Il nuovo lavoro di Roberto Latini sarà in scena da mercoledì 12 a sabato 15 ottobre, alle ore 20, al Teatro San Martino, di  via Oberdan 25, Bologna.

Noosfera Titanic è il secondo movimento – dopo Noosfera Lucignolo – del programma intitolato NOOSFERA”: un progetto-contenitore che muove dalla reinterpretazione di un concetto legato alla sfera del pensiero umano e che sintetizza e definisce una sorta di “coscienza collettiva”.

note di regia:

 

NOOSFERA TITANIC

di e con  Roberto Latini

musiche e suoni Gianluca Misiti

luci Max Mugnai

aiuto tecnico Nino Del Principe

organizzazione e cura Federica Furlanis

promozione Nicole Arbelli

produzione Libero Fortebraccio Teatro San Martino

 

Se il carro diretto al Paese dei Balocchi nel Pinocchio di Collodi avesse avuto un nome probabilmente si sarebbe potuto chiamare come la nave-simbolo di tutto il Novecento.

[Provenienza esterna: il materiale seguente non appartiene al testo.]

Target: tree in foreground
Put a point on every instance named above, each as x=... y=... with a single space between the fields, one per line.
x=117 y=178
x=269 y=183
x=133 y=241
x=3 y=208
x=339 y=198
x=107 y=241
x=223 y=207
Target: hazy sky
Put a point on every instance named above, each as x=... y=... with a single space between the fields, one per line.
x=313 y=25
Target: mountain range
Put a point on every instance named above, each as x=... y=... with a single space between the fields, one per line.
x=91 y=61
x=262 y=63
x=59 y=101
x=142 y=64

Un’intera generazione dell’era contemporanea, come Lucignolo, ha atteso

la mezzanotte ed è salita nel 1912 sul transatlantico più famoso della storia. Mentre l’America declinava in tutte le sue speranze il sogno americano, un qualsiasi iceberg interrompeva improvvisamente la più grande festa della storia moderna spegnendo le luminarie che sui ponti scimmiottavano le stelle. Prima ancora delle guerre mondiali, col Titanic sono naufragati lo spirito e l’aspirazione di un’intera civiltà. Una specie di incosciente e incolpevole suicidio collettivo come l’inaspettato errore di sistema che sospende la serra delle nostre relazioni.

 

Essere attori di questo Teatro è come essere saliti sul Titanic.

Mentre la nave affonda, mentre tutto intorno cade giù, mentre non si capisce mai se quello che tocchiamo è ormai il fondo o se il fondo in fondo non c’è mai, noi, da anni, anni, anni, tutti i giorni, tutti, noi, noi tutti, suoniamo, suoniamo e continuiamo a suonare.